Cyclodextrin-complexed curcumin exhibits anti-inflammatory and antiproliferative activities superior to those of curcumin through higher cellular uptake

Abstract

Curcumin, a yellow pigment present in the spice turmeric (Curcuma longa), has been linked with multiple beneficial activities, but its optimum potential is limited by poor bioavailability, in part due to the lack of solubility in aqueous solvents. To overcome the solubility problem, we have recently developed a novel cyclodextrin complex of curcumin (CDC) and examined here this compound for anti-inflammatory and antiproliferative effects. Using the electrophoretic mobility shift assay, we found that CDC was more active than free curcumin in inhibiting TNF-induced activation of the inflammatory transcription factor NF-kappaB and in suppressing gene products regulated by NF-kappaB, including those involved in cell proliferation (cyclin D1), invasion (MMP-9), and angiogenesis (VEGF). CDC was also more active than free curcumin in inducing the death receptors DR4 and DR5. Annexin V staining, cleavage of caspase-3 and PARP, and DNA fragmentation showed that CDC was more potent than free curcumin in inducing apoptosis of leukemic cells.
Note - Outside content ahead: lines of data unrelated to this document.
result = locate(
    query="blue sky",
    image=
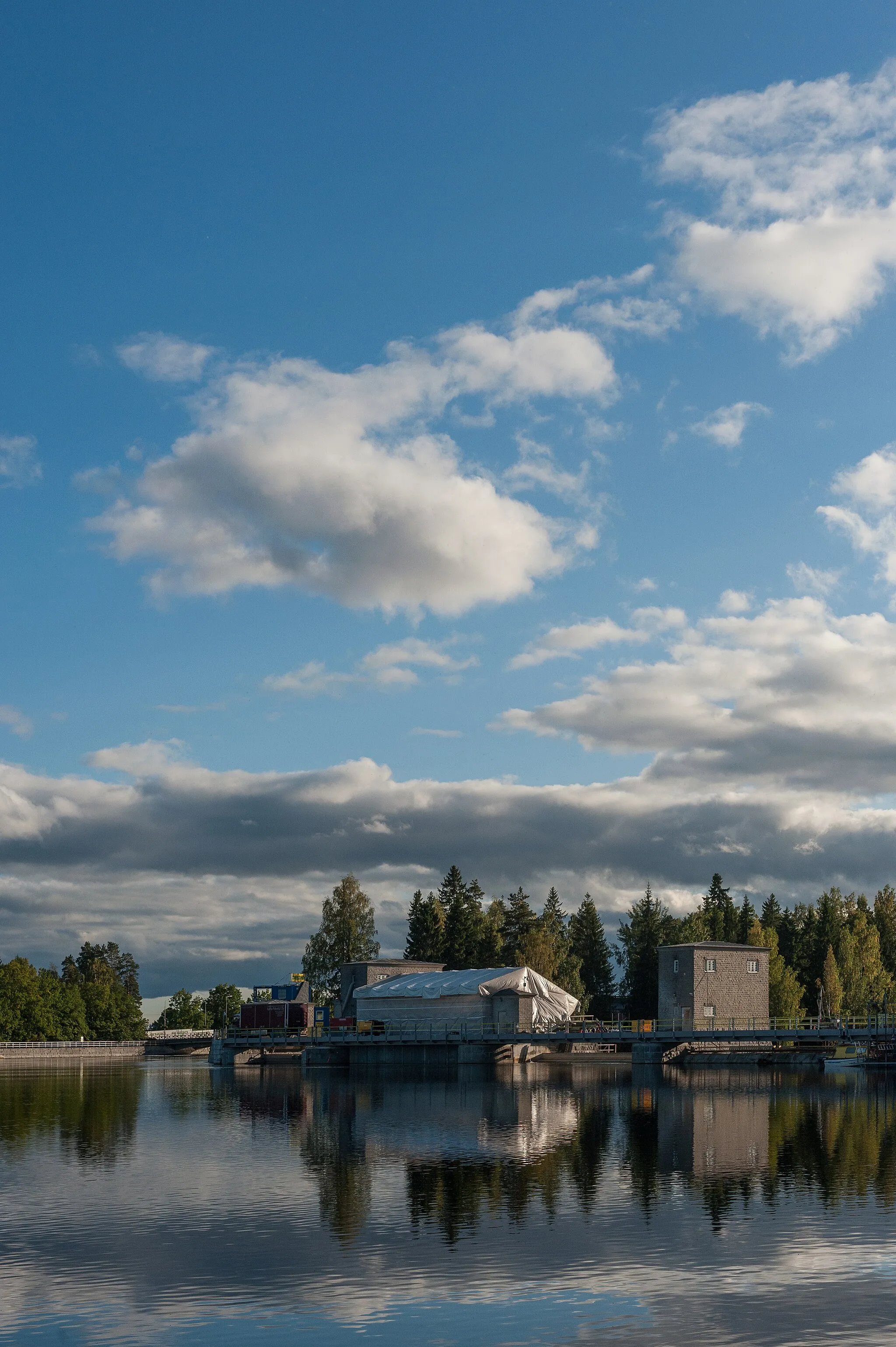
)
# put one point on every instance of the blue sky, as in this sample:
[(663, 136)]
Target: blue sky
[(298, 472)]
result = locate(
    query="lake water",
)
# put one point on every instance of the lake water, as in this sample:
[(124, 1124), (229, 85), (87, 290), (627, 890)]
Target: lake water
[(168, 1203)]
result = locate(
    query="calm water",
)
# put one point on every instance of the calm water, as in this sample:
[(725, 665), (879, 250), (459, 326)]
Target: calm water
[(151, 1203)]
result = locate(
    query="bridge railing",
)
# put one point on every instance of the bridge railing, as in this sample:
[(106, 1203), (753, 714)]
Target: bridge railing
[(578, 1030)]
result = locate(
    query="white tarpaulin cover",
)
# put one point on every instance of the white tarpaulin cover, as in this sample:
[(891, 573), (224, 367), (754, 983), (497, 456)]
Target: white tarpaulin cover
[(550, 1004)]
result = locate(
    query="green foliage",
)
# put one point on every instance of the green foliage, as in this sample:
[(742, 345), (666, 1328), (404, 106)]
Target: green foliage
[(828, 930), (830, 986), (863, 973), (690, 930), (784, 990), (224, 1003), (96, 997), (108, 984), (462, 905), (519, 922), (547, 949), (746, 918), (771, 914), (347, 935), (886, 923), (184, 1012), (425, 930), (492, 942), (591, 946), (720, 911), (647, 929)]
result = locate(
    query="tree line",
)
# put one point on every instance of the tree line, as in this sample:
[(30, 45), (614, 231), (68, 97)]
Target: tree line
[(836, 955), (195, 1012), (833, 955), (96, 996), (453, 927)]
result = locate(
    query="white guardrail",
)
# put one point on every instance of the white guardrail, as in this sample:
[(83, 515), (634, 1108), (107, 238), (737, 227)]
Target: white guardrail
[(180, 1034)]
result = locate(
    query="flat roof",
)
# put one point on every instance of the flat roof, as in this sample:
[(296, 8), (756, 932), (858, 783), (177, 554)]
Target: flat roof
[(714, 945)]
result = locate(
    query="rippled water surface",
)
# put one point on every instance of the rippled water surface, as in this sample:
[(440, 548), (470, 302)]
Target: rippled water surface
[(154, 1203)]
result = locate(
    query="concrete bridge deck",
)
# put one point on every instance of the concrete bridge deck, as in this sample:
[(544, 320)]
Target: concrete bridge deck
[(647, 1040)]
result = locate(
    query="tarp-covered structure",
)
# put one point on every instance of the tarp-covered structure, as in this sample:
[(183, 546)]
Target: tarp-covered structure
[(466, 995)]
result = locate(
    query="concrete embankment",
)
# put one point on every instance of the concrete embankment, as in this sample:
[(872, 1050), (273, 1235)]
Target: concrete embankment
[(23, 1052)]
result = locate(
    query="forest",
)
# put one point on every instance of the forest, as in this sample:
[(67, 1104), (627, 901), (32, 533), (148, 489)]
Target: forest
[(96, 996), (837, 954)]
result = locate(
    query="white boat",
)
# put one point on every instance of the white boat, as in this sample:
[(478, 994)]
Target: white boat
[(845, 1056)]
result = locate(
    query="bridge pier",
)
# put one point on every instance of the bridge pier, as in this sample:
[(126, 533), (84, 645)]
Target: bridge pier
[(647, 1054)]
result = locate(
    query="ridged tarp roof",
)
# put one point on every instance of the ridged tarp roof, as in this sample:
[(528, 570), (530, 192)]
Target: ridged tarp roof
[(550, 1003)]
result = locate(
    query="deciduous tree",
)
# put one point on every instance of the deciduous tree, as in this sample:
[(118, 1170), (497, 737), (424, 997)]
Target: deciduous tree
[(639, 939), (347, 935), (863, 973)]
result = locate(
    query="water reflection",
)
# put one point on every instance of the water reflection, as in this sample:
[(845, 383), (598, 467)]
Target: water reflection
[(567, 1199), (91, 1113)]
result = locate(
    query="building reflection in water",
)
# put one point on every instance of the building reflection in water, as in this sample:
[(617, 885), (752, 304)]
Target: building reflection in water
[(475, 1144)]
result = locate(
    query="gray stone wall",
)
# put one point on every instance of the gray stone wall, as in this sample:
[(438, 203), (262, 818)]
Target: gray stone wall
[(69, 1051), (735, 993), (471, 1009)]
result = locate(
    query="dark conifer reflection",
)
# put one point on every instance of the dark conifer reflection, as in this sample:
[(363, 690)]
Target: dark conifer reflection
[(453, 1195), (92, 1110)]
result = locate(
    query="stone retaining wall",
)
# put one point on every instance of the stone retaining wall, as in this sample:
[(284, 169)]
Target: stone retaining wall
[(69, 1051)]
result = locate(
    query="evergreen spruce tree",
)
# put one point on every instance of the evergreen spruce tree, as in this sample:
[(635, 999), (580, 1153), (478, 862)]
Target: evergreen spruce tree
[(771, 914), (828, 929), (746, 918), (589, 944), (492, 942), (639, 939), (830, 986), (347, 935), (886, 923), (462, 905), (108, 984), (425, 930), (518, 923), (721, 914), (784, 989), (797, 942)]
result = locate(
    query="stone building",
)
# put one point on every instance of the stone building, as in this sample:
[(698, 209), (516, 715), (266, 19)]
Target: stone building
[(370, 972), (712, 984)]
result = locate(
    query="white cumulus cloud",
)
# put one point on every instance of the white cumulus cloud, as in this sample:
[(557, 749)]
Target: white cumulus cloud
[(391, 666), (567, 642), (802, 236), (871, 522), (727, 425), (341, 485), (18, 463), (165, 359), (790, 695), (809, 580), (15, 721)]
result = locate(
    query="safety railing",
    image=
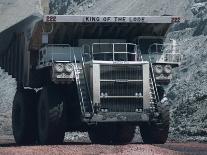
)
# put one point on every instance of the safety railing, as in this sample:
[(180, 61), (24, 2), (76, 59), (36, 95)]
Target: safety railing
[(165, 53), (55, 52), (115, 52)]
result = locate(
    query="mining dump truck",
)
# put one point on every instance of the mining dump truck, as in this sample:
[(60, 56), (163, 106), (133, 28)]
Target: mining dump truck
[(101, 74)]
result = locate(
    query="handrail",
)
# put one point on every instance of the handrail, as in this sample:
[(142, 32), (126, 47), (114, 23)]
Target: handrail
[(78, 81), (113, 49), (87, 86), (154, 83)]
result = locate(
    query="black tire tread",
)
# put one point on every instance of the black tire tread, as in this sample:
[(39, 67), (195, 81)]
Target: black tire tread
[(157, 132)]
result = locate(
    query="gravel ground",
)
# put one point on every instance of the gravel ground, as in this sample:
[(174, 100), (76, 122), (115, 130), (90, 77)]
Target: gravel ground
[(8, 147)]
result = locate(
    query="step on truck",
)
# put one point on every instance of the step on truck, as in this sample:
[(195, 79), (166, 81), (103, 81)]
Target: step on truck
[(103, 75)]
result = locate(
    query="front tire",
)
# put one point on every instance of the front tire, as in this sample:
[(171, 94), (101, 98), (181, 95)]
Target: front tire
[(24, 122), (50, 116), (157, 132)]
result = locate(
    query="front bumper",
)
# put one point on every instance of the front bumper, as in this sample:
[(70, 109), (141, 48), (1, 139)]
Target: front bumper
[(122, 117)]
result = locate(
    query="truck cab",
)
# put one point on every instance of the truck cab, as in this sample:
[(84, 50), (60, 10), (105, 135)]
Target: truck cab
[(100, 74)]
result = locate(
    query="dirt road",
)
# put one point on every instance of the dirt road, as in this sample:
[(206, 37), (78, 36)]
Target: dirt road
[(8, 147)]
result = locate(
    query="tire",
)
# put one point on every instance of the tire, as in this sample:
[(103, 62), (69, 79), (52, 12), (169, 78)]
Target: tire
[(111, 134), (24, 121), (50, 116), (157, 132)]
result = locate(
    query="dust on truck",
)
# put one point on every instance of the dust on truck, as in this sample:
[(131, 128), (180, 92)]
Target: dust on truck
[(94, 74)]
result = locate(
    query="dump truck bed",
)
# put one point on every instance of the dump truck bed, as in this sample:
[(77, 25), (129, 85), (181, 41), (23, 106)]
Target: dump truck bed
[(110, 27)]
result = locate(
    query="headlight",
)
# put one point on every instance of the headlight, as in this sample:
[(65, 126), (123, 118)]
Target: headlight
[(69, 68), (168, 69), (59, 67), (158, 69)]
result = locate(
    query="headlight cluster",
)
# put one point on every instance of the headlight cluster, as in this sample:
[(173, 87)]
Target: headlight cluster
[(159, 69), (60, 67)]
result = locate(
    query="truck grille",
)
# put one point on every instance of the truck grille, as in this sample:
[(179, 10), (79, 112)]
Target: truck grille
[(121, 104), (110, 72), (121, 88)]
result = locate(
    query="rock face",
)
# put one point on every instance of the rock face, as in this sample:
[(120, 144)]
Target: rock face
[(188, 90)]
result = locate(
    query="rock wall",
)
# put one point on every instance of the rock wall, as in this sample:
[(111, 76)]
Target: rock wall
[(188, 89)]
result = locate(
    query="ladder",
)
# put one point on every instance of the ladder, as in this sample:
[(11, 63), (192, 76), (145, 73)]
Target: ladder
[(154, 96), (83, 89)]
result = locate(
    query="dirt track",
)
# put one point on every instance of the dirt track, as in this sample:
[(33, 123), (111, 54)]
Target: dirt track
[(8, 147)]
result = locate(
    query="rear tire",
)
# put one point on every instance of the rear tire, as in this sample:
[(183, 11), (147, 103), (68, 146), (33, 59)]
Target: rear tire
[(157, 132), (24, 121), (111, 134), (50, 116)]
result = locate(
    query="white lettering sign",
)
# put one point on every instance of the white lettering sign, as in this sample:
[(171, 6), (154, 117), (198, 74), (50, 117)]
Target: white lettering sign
[(118, 19)]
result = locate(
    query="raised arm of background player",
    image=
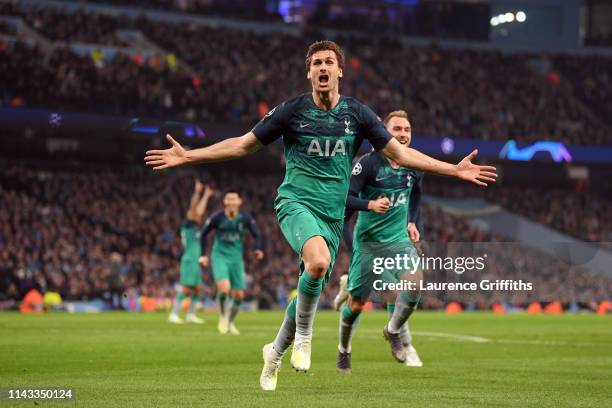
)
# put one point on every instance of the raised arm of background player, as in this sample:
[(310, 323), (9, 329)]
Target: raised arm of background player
[(254, 230), (277, 123), (213, 222)]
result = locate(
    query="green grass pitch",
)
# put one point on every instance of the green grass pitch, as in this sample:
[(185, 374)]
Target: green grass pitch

Antiproliferative assays also demonstrated that CDC was more active than free curcumin in suppressing proliferation of various cancer cell lines. The cyclodextrin vehicle had no effect in these assays. Compared with free curcumin, CDC had a greater cellular uptake and longer half-life in the cells. Overall we demonstrated that CDC had superior attributes compared with free curcumin for cellular uptake and for antiproliferative and anti-inflammatory activities.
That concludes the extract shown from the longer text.